La Ticla—My first surf trip

I went on my first surf trip after living in Mexico for 2+ years.. and while I can’t believe it took me this long to do one, I realize I probably wasn’t ready until now, anyway. As in my surfing skill was not ready. I wish I could tell you some amazing story of how well I did out there surfing “real” waves for the first time but the truth goes a little more like this:

Day 1— We arrive in the evening and its storming. The waves are huge, messy, and close together. I watch everyone go out into the water, eyeing the lighting striking in the background, and decide to practice yoga in my cabana instead.

Day 2— The waves are just as big, just as close together, but less messy. I can’t not go in, so I zinc up. Intimidated. I make my first attempt to paddle out and get so exhausted I feel the urge to vomit, and turn around and go back in. Discouraged. My friends in the water, watching my struggle, motion to me to try coming in from a different spot. I walk over to where they directed and try again.. with the same result. I witness my mind start to turn on me.

“You’re not good enough to be here.”

“You can’t even get out there, let alone surf.”

“How embarrassing to come all this way and not even get out.”
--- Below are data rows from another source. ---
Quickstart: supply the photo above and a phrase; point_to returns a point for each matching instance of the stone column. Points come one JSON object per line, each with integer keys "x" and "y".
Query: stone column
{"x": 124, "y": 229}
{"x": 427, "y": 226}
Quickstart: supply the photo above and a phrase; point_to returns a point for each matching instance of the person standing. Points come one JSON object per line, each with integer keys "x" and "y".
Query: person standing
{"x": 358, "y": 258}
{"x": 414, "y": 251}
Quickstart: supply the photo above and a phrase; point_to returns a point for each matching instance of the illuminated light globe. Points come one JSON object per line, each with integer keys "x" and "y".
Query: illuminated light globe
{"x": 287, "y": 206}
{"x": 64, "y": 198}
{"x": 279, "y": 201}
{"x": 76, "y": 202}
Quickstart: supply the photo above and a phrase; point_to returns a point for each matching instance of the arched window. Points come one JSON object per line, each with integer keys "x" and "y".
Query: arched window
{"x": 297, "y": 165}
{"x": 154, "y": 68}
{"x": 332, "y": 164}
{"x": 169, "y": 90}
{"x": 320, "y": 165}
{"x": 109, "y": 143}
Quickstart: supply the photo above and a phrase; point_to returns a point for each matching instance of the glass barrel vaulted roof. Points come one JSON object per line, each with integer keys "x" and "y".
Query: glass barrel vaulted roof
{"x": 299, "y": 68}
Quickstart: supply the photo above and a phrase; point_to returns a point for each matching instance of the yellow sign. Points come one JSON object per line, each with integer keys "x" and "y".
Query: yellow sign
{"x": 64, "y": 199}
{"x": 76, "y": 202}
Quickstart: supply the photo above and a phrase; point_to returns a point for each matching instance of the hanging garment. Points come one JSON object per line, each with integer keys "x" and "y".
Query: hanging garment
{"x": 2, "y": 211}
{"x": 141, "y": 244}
I can feel the urge to cry bubbling up, and I get out of it’s way. Years ago before I knew what was what I would have judged myself for being weak, or whatever, and allowed that self-judgement to stifled my urge to cry. Not realizing that by not allowing my tears to flow I hold their energy within me instead. (Duh). I felt sorry for myself, I felt embarrassed, I felt frustrated, angry and pathetic. Like it always does, letting it out made me feel better and eventually I got back up—already feeling like I needed more sunscreen from standing at the shore for so long—and tried one last time, this time with success.

I was shaking with fear at the size of the steep waves when I reached my friends, but thoroughly satisfied with myself for making it out. I would have been happy to catch nothing, but I dropped in going left on a wave so big my stomach jumped into my chest, and made the bottom turn before loosing my balance. Good ‘nuff.

Day 3—With lots of interest, I teach yoga class on the grass before the morning session, and have the chance to give back to the amazing people I met. Once surfing, I make it out first try, though just as nauseated with exhaustion. Everyone I’ve met is very supportive, calling me into waves I am too scared to try (as hard as I need to) to catch. I resist sitting in the right place, fearing the steep takeoff, and try unsuccessfully to paddle in from too far out. I don’t catch anything. It gets awkward. I decide to switch it up and paddle over to some other friends sitting on the left, and catch what would be my best wave as soon as I join them. Then another, and another. Finally.

There will be those who read this and are embarrassed for me that I shared this story. Admitting to struggle is against the rules for those who put only their accomplishments out there for others to see.

This is where my yoga practice has helped me so much. I don’t feel bad at all for where I am at, or how far I have to go to be a “good” surfer. I don’t feel bad I only caught a few waves all trip. My point of interest is in the present. I know that if I continue to practice, it will come. There is no need to stress. I enjoy the practicing. It’s a devotion to the process, not the outcome.

While everyone I met in Ticla was humble and supportive, you do encounter a lot of inflated egos in surfing (& other sports). Many a superiority complex develops along with superior skill. As though skill builds a person’s worth or value. As though achieving places you above others. When we really break it down they are achieving to be approved of, to feel good about themselves. They hide their insecurity behind their pride, trying to be special because they feel insufficient. They are addicted to approval until they learn how to feel good about themselves for being nothing but their authentic selves.

The truth is no one is better than anyone. Any time I feel superior to another, I have the opportunity to catch my ego in the act. I am not free until there is no need in me to be special, as I know that what I am is enough.